Verses 10 through 13 hold practical admonitions towards others and towards the Lord.  Each directive is straight forward with a clear path to action, for example: be kind and hospitable to one another, helping those in need, and honoring one another.  There’s nothing complex about doing this and everyone has the ability to do so.  All of these actions, though, require a shift in our mindset, attitude and thinking.  Our focus should change in order to accomplish these things, and it will be much different than what we were accustomed to thinking and feeling while back in the mindset of the world system. Recognize that these are the things that we should be doing with our renewed minds.

“Bless those who persecute you; bless and do not curse. Rejoice with those who rejoice, and weep with those who weep. Be of the same mind towards one another.  Do not set your mind on high things, but associate with the humble. Do not be wise in your own opinion.” Romans 12: 14-16

In these verses Paul is advising us to not allow our thoughts to cause divisions or separations:  Not to allow persecution to escalate; to connect with those who rejoice and those who weep; to make sure we think about each other similarly, not categorizing people or holding some closer or as better than others; to not allow our thought to get too lofty or high minded to keep us from associating with some people we may consider of lower class or position in life, and again, not to think too highly of our self and our opinions.  We must guard against these things.

Thinking towards our enemy (verses 17 to 21)
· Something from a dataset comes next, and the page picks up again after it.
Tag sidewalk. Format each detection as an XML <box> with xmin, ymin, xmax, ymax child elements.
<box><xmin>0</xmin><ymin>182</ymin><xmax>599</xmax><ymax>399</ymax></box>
“Repay no one evil for evil. Have regard for good things in the sight of all men. Beloved do not avenge yourselves, but rather give place to wrath; for it is written, ‘Vengeance is Mine, I will repay,’ says the Lord.  Therefore ‘If your enemy is hungry, feed him; if he is thirsty, give him drink; for in so doing you will heap coals of fire on his head.’ Do not be overcome by evil, but overcome evil with good.” Romans 12:17-21

Last February, I wrote an entire message about these verses entitled “Overcome Evil with Good” , so I won’t spend too much time on this topic here.  Suffice it to say that our attitude and thinking towards our enemy needs to be very different than it was in the world.   We know that revenge is a common mindset for many people in the world, but as Christians we must now show mercy and allow God to repay people for their evil acts.  I am convinced that if we truly die to this world and set our hopes and affections on the things of the Spirit and heaven, and if we get a true picture of the reality of God’s act of love and forgiveness towards us by sending His Son Jesus to pay the price for our sins, allowing us to enter into His kingdom, we will then be able to ignore or release any desire to take vengeance on our enemies.  It will come naturally as a result of God changing our heart and mind from being carnal to being spiritual.

This mindset is aligned with previous verses that advised us to know our place.  We are not a judge for anyone.  We need to allow God, whose place it really is, to avenge evil and show His wrath towards evil doers.  We have no right to exercise wrath towards people, but instead should be in a humble place of forgiving them as we have been forgiven, many times for doing the very same things that they have done.


When we offer our bodies as a living sacrifice to God, or, in other words, when we consider ourselves dead to this world and alive towards God, loving and serving Him, we can then transform our thinking, changing our thoughts and attitude to be conformed to God’s ways and purposes, rather than to the ways and purposes of this world.  Paul has spelled out in the 12th chapter of Romans some practical guidance and checks for our thinking in the areas of how we think about ourselves, how we should think about others, and how we should think about our service to God.  Love is the guide, as well as our thinking towards good and evil.  Paul’s words in these verses are very practical and actionable.  We should visit them from time to time and examine ourselves to see that we are adhering to his advice.

Chapters 13, 14 and 15 of Romans continue with additional advice for us regarding our thoughts and actions.  Perhaps this will be the topic of a future message.  For now, God Bless!